Kelly's Criterion in Portfolio Optimization: A Decoupled Problem
Zachariah Peterson

TL;DR
This paper integrates Kelly's Criterion into portfolio optimization by combining risk and return into a single objective, solved with evolutionary algorithms, and verified through Monte Carlo simulations.
Contribution
It introduces a novel model that incorporates Kelly's Criterion into standard portfolio optimization, using differential evolution and Monte Carlo verification.
Findings
Evolutionary algorithms effectively solve Kelly-based portfolio optimization.
The model successfully balances risk and return in portfolio selection.

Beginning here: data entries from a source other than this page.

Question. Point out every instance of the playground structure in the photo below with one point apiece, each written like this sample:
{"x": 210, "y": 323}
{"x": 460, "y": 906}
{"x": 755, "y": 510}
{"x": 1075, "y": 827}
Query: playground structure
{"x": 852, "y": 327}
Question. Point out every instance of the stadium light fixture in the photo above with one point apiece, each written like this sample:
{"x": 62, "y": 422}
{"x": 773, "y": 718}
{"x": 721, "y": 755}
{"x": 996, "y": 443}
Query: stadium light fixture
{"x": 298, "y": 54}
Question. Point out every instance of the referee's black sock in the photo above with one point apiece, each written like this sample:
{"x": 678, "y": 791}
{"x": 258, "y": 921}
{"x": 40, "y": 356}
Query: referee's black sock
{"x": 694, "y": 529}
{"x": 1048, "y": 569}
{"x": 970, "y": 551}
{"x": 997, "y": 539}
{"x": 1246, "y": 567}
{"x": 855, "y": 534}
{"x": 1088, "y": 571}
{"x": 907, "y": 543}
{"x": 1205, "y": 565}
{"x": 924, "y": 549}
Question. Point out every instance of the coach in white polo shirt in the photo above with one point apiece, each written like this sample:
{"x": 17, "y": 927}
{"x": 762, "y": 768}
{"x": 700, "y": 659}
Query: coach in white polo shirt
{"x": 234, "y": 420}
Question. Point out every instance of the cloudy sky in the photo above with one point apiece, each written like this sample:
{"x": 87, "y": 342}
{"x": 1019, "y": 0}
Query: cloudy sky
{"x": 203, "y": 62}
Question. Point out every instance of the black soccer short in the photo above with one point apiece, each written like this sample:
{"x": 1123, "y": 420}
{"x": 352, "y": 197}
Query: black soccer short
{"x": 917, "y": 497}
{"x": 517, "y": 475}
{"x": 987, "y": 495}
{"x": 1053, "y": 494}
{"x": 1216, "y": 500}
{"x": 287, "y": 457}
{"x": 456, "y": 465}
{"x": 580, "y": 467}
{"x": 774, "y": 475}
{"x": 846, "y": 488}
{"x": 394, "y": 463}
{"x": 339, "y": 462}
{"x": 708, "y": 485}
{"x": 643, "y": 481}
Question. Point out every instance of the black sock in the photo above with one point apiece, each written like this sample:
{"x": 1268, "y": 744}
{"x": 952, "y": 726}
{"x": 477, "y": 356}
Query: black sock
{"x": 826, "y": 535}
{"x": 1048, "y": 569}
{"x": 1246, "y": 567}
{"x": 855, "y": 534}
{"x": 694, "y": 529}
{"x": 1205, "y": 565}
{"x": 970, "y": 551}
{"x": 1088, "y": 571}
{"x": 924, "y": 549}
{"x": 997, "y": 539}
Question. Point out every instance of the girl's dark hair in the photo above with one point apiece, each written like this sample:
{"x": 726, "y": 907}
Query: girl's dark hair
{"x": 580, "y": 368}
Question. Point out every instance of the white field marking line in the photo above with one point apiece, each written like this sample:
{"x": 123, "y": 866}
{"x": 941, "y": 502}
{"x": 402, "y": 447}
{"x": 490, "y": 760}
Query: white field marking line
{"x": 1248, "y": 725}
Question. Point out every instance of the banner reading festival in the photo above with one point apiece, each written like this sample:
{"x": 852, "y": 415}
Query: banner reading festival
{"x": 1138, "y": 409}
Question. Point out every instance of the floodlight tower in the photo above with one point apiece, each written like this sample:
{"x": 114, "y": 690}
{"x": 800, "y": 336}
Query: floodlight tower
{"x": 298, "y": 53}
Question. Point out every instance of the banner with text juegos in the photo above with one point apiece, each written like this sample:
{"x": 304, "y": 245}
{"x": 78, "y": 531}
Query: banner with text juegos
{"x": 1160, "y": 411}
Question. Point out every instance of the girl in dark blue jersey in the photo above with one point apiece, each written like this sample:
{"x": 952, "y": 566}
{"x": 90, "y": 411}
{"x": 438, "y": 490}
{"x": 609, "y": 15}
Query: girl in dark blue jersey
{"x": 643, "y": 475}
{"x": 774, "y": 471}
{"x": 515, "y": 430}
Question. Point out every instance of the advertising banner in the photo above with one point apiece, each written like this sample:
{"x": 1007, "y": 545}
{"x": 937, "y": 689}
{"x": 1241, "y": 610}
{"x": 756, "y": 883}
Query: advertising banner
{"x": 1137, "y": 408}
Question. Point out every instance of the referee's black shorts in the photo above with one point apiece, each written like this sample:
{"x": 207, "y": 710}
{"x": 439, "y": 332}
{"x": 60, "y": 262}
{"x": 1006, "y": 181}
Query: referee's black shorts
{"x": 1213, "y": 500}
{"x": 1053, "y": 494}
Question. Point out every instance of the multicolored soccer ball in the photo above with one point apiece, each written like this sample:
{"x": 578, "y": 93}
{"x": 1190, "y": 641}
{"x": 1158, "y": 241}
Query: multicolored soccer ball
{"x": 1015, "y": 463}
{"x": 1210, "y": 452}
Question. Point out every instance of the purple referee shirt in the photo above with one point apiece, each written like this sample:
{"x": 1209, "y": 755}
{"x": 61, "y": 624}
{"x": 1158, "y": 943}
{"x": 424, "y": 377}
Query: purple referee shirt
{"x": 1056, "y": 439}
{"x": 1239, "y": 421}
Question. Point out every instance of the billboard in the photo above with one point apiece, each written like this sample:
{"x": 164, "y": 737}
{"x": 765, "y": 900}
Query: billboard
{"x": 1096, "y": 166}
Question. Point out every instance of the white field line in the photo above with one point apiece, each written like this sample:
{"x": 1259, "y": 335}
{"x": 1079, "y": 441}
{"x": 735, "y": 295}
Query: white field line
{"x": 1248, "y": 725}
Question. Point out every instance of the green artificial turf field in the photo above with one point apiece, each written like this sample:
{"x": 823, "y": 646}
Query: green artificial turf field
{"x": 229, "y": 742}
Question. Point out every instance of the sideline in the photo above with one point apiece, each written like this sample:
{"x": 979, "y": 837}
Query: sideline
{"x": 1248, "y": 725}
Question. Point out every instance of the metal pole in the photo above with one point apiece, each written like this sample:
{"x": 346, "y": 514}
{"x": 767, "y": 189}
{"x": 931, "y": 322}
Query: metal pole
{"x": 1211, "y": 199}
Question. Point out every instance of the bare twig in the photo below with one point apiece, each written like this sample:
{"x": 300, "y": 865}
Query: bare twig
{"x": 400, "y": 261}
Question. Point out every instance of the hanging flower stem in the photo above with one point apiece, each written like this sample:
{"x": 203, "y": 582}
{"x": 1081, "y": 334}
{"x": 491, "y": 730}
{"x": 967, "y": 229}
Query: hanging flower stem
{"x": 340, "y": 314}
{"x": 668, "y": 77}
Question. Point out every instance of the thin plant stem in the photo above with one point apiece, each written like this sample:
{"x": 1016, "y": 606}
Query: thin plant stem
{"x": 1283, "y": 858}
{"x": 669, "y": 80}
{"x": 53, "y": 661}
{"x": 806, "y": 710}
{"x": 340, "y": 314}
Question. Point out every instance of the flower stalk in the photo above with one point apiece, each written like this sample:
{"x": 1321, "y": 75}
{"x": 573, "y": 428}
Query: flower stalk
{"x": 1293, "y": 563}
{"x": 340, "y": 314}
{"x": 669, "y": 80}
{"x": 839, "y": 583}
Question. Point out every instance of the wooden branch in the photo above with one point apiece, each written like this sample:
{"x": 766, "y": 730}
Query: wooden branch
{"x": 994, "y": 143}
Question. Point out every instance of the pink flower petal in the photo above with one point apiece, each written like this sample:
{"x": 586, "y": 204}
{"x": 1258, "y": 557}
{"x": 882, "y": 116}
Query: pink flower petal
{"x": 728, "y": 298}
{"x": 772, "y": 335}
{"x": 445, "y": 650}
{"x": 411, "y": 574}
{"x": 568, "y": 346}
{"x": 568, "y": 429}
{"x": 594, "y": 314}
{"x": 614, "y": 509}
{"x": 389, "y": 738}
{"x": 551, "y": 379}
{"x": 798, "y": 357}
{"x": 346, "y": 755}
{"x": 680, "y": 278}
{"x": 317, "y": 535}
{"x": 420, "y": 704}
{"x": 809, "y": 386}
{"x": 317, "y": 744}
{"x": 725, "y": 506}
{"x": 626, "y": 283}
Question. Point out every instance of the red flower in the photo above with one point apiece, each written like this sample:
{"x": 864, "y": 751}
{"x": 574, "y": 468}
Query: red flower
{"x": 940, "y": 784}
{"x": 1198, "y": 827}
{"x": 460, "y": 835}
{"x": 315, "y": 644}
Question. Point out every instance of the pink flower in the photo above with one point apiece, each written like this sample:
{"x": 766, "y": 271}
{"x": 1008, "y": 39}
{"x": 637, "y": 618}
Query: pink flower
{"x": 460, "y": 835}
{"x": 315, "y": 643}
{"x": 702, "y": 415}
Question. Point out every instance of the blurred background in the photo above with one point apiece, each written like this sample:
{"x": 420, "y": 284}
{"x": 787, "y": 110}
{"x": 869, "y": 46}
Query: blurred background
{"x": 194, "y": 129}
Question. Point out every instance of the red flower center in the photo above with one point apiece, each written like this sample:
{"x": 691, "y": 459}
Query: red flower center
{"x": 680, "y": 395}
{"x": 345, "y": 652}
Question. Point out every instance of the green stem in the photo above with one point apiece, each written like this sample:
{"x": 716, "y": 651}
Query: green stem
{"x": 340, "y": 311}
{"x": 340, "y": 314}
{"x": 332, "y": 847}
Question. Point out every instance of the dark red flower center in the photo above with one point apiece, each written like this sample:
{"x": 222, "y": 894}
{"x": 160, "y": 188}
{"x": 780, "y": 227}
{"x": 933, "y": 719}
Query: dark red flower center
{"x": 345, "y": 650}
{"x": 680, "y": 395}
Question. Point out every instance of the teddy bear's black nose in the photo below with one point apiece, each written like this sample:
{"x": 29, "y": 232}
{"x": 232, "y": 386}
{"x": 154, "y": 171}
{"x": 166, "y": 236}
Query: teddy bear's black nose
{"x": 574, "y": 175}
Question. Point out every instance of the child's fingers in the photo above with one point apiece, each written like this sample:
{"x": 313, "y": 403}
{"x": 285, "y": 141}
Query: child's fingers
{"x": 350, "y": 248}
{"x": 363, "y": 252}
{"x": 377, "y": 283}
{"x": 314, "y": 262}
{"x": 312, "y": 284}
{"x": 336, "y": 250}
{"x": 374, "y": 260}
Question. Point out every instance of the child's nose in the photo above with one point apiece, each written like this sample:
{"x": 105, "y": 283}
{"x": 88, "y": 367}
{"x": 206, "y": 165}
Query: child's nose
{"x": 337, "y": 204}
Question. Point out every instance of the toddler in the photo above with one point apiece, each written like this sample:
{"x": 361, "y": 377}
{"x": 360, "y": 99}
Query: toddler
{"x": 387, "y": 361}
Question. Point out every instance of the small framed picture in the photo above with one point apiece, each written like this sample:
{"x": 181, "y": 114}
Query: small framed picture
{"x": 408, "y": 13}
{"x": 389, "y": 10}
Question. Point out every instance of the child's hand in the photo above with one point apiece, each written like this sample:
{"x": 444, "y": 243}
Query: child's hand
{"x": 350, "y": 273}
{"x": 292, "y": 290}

Monte Carlo methods confirm the accuracy of the optimization results.
Abstract
Kelly's Criterion is well known among gamblers and investors as a method for maximizing the returns one would expect to observe over long periods of betting or investing. These ideas are conspicuously absent from portfolio optimization problems in the financial and automation literature. This paper will show how Kelly's Criterion can be incorporated into standard portfolio optimization models. The model developed here combines risk and return into a single objective function by incorporating a risk parameter. This model is then solved for a portfolio of 10 stocks from a major stock exchange using a differential evolution algorithm. Monte Carlo calculations are used to verify the accuracy of the results obtained from differential evolution. The results show that evolutionary algorithms can be successfully applied to solve a portfolio optimization problem where returns are calculated by…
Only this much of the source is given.